Hooked Foods Co-Founder Tom Johansson. Image credit: Erick Payne.

More people across the world are dipping into the plant-based foods trend, which industry experts anticipate will continue to explode in growth. In Sweden, startup Hooked Foods is providing a mouth-watering plant-based alternative to seafood.

“We’re estimated to eat more fish than we ever have,” Hooked Foods Co-Founder Tom Johansson said. “We’re expected to eat 30 percent more in the next 10 years, so the wild harvest is under a lot of pressure.”

Johansson says improvements to fish farms have been promising, but he doesn’t believe it will be enough to solve the inevitable sustainability problem.

“Plant-based foods are much more disruptive,” Johansson said. “We go directly to the sources that you can scale without harming our planet, and we’re not working with living animals.”

“We’re doing our best to keep the great taste profile that I love about seafood”

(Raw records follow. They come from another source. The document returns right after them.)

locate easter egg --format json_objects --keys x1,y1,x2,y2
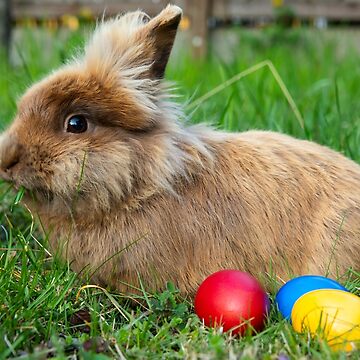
[
  {"x1": 195, "y1": 270, "x2": 270, "y2": 334},
  {"x1": 275, "y1": 275, "x2": 347, "y2": 320},
  {"x1": 291, "y1": 289, "x2": 360, "y2": 351}
]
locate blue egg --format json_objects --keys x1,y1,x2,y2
[{"x1": 275, "y1": 275, "x2": 348, "y2": 320}]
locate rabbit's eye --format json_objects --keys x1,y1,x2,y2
[{"x1": 66, "y1": 115, "x2": 88, "y2": 134}]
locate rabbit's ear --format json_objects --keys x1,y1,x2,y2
[
  {"x1": 84, "y1": 5, "x2": 182, "y2": 80},
  {"x1": 143, "y1": 5, "x2": 182, "y2": 79}
]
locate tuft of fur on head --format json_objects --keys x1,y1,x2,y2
[{"x1": 2, "y1": 5, "x2": 221, "y2": 218}]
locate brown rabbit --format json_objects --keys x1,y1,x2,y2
[{"x1": 0, "y1": 6, "x2": 360, "y2": 294}]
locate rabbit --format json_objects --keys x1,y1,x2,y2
[{"x1": 0, "y1": 5, "x2": 360, "y2": 296}]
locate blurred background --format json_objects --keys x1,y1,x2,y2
[{"x1": 0, "y1": 0, "x2": 360, "y2": 161}]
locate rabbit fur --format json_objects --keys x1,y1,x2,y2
[{"x1": 0, "y1": 5, "x2": 360, "y2": 295}]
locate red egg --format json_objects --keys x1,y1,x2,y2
[{"x1": 195, "y1": 270, "x2": 270, "y2": 334}]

Bloomberg Intelligence Research says the global plant-based alternatives market could swell to $162 billion by 2030, up from $29.4 billion in 2020. Analysts point to concerns about sustainably feeding a growing global population that is helping to fuel this increase.

Hooked is riding these rapidly rising tides, and is now targeting $10 million in Series A funding to spur its expansion in Europe. The company raised $4.5 million last year in its second round of funding.

“We have distribution growth, fabrication growth, and we also have studies that consumers like the brand, they like the product,” Johansson said. “With the team we’ve built, we’re really confident that we have something that works.”

Eager to expand internationally

The company’s plant-based seafood products are now available in more than 75 percent of Swedish retailers.

Hooked recently launched in Iceland and signed a distributor for Finland. Johansson says they’re talking with potential partners in other Nordic countries, and are eager to expand into Germany as well.

Johansson says they have the ambition to be the leaders of the alternative seafood category, and they feel the industry is moving in the right direction.

“A lot is going to happen in the next 10 years,” Johansson said. “We want to be part of that whole change and make sure seafood is on the agenda with other great companies.”